In tale fase, per cui la paura di un lockdown è sempre più sentita, è necessario razionalizzare gli spostamenti ma al contempo non arrestare le attività economiche.
Pertanto, tamponata la ferita con interventi a pioggia di tipo economico assistenziale, è necessario, ora più che mai, porre le fondamenta per un cambiamento strutturale che possa dare seguito ad uno sviluppo coeso.
In materia di affidamenti sotto soglia, ambito tanto importante sia per i piccoli e medi Comuni che per le micro, piccole e medie imprese, intervengono diverse modifiche legislative, tra cui spicca la riforma del 2019 dell’art. 95 del Codice degli Appalti, che in maniera molto concreta e puntuale dispone che le amministrazioni indicano nel bando di gara, nell’avviso o nell’invito, i criteri premiali per agevolare la partecipazione delle micro, piccole e medie imprese.
La svolta sta nel poter prevedere, altresì, il maggiore punteggio relativo all’offerta concernente beni, lavori o servizi che presentano un minore impatto sulla salute e sull’ambiente, ivi compresi i beni o i prodotti da filiera corta o a chilometro zero.
È importante la semplificazione del Codice degli appalti, là dove è palesemente funzionante, intervenendo su meccanismi che rendano possibile una celere e trasparente assegnazione dell’appalto. In tal senso, tale previsioni normativa statale risulta a sostegno del sistema di regolamentazione locale a favore della territorialità, in quanto rinvia alle diverse Amministrazioni, Comuni, Comunità montane, e Province, il compito di disciplinare il criterio della territorialità in base alle proprie specificità.

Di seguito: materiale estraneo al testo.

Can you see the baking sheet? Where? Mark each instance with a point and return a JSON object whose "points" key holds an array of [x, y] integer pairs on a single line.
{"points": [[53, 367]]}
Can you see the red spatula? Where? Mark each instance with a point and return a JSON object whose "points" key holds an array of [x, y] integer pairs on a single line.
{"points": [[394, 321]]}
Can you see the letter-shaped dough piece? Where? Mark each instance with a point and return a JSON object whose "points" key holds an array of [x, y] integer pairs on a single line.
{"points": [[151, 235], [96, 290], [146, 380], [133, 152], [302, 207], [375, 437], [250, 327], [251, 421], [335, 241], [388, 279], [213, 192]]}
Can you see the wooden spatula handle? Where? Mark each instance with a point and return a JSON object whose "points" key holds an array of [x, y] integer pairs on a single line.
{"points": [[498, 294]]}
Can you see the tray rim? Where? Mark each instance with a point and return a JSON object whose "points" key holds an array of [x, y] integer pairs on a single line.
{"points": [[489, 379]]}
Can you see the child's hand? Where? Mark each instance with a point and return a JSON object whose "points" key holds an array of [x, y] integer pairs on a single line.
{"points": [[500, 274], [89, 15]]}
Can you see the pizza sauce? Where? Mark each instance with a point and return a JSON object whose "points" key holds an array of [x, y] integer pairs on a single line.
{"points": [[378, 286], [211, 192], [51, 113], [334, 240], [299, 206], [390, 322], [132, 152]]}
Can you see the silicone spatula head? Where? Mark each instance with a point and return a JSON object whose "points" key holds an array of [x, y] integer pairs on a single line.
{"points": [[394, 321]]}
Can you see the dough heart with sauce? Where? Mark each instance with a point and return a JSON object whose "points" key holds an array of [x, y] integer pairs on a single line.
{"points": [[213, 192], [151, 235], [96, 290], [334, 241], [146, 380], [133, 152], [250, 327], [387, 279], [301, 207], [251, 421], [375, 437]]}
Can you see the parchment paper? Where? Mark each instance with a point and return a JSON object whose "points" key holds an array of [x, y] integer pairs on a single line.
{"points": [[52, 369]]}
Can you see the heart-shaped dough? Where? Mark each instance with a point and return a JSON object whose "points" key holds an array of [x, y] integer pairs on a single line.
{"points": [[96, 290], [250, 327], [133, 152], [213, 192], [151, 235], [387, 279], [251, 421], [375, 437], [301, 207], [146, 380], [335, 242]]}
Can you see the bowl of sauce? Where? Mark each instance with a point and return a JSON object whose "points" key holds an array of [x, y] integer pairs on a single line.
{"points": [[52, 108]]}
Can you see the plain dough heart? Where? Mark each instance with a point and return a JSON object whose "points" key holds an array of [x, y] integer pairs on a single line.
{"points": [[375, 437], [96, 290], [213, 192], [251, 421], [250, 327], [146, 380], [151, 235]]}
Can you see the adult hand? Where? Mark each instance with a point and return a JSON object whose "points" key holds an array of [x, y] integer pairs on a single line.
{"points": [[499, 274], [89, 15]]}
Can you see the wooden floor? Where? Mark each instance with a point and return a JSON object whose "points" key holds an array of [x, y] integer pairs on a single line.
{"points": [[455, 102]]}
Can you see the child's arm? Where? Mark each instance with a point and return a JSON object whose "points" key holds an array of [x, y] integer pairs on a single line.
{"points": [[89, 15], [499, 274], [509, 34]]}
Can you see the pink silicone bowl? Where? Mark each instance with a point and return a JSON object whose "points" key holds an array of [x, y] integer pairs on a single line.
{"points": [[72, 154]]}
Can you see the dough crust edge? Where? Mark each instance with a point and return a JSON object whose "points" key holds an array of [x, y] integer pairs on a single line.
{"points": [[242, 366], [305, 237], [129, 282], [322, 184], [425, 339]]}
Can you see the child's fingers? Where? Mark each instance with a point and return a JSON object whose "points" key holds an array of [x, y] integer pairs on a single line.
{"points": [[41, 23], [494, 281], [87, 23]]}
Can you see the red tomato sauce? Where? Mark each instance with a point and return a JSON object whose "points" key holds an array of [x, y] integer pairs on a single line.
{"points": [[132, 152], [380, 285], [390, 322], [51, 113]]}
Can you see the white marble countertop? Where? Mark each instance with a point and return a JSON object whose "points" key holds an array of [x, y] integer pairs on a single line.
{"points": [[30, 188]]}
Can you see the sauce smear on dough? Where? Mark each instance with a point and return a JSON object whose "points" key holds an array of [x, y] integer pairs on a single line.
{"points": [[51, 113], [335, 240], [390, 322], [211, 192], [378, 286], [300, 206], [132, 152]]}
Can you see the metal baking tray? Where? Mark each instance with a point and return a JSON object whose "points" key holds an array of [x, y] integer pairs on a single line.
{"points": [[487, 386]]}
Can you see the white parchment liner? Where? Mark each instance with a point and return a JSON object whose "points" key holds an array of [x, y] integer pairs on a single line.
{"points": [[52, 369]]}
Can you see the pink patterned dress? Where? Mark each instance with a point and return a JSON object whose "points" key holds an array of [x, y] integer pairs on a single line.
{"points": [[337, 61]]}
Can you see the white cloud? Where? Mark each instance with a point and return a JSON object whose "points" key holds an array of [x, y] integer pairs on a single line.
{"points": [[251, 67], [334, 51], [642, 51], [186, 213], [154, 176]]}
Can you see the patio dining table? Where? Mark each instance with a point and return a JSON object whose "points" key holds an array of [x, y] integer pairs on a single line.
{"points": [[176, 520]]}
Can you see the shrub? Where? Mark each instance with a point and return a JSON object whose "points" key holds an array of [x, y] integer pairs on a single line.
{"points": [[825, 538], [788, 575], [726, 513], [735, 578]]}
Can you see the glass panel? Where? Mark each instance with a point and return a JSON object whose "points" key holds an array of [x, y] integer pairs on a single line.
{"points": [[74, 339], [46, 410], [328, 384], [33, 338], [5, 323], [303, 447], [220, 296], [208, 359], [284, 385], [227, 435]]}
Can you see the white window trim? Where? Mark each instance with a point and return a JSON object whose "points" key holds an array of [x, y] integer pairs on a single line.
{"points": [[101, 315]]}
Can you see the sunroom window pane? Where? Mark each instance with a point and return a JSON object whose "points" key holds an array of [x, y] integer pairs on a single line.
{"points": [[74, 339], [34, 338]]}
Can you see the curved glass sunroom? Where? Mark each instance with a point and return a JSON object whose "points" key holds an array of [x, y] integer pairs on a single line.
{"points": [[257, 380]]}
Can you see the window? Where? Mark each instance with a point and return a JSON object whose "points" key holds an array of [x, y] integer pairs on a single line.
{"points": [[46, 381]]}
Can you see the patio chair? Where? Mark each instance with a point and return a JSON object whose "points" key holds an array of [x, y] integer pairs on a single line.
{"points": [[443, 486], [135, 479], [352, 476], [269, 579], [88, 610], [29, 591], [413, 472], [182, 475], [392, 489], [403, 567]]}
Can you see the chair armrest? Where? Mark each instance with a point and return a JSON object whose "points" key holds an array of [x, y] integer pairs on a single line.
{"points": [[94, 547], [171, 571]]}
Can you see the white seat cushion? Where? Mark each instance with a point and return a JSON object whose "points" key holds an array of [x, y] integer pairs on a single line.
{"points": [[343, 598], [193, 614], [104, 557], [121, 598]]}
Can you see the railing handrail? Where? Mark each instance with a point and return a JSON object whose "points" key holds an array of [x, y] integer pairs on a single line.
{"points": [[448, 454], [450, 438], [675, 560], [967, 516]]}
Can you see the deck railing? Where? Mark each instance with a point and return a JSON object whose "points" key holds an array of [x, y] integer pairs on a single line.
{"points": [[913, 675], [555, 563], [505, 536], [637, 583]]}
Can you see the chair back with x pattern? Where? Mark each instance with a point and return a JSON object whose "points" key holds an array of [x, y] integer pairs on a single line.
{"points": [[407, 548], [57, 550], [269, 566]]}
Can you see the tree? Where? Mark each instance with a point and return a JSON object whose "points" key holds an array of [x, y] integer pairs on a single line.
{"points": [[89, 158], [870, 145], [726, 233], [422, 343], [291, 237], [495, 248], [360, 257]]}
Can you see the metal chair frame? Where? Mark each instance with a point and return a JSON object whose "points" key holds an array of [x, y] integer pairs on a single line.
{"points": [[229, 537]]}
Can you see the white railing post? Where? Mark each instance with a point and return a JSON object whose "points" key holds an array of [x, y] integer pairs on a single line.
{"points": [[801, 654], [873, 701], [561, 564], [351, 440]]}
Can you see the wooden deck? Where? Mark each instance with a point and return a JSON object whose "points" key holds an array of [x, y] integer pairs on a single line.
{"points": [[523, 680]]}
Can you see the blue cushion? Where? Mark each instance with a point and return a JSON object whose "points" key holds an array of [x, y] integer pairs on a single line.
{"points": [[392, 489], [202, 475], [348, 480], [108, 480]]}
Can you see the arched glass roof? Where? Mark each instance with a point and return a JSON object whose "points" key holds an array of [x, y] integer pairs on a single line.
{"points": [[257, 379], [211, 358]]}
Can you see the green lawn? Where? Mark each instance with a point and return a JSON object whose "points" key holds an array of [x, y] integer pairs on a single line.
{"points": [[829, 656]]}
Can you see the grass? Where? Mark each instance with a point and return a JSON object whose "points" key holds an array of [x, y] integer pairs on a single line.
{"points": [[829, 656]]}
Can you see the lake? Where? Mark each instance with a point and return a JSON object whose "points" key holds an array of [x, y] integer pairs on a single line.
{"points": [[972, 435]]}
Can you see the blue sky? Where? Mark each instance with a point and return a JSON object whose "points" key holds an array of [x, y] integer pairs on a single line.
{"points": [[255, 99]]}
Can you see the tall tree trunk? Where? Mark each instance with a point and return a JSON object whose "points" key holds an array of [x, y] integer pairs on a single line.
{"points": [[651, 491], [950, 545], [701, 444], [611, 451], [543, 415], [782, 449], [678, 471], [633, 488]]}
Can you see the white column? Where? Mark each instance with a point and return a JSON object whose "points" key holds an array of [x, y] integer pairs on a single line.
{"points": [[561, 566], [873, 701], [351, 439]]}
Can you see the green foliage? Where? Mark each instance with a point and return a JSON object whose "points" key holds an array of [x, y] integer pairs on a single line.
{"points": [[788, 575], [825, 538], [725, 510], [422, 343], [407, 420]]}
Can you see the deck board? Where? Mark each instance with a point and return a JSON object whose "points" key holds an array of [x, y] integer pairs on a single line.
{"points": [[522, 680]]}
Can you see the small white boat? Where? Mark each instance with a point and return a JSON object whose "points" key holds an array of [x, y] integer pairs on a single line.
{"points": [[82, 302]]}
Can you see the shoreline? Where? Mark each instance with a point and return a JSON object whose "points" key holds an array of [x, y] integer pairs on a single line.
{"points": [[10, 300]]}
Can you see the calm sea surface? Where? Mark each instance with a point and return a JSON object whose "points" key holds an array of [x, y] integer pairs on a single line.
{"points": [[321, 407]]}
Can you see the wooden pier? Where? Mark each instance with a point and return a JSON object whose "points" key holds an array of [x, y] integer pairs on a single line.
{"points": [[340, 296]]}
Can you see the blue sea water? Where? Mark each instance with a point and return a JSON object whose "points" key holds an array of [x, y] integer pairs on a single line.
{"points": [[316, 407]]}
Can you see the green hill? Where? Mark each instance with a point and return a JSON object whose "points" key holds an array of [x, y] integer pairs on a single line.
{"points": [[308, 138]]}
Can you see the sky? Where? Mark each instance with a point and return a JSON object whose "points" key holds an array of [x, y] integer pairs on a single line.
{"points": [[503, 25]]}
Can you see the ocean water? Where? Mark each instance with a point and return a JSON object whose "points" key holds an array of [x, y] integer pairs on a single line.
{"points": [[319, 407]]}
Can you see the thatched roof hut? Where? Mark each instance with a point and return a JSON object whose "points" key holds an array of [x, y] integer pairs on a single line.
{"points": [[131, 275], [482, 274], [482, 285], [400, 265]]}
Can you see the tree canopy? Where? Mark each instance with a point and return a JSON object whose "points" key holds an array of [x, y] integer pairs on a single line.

La regolamentazione locale degli appalti a “Km 0” deve declinare la partecipazione delle micro, piccole e medie imprese, puntando sulle aziende di prossimità rispetto al luogo di esecuzione, in considerazioni di diverse particolarità relative ad uno specifico lavoro. In tal senso, è stato elaborato un Regolamento Tipo che le Amministrazioni della provincia di Sondrio possono adottare e applicare, dando così concretezza al principio nonché “Criterio della territorialità”, quale sostegno importante per le imprese del territorio.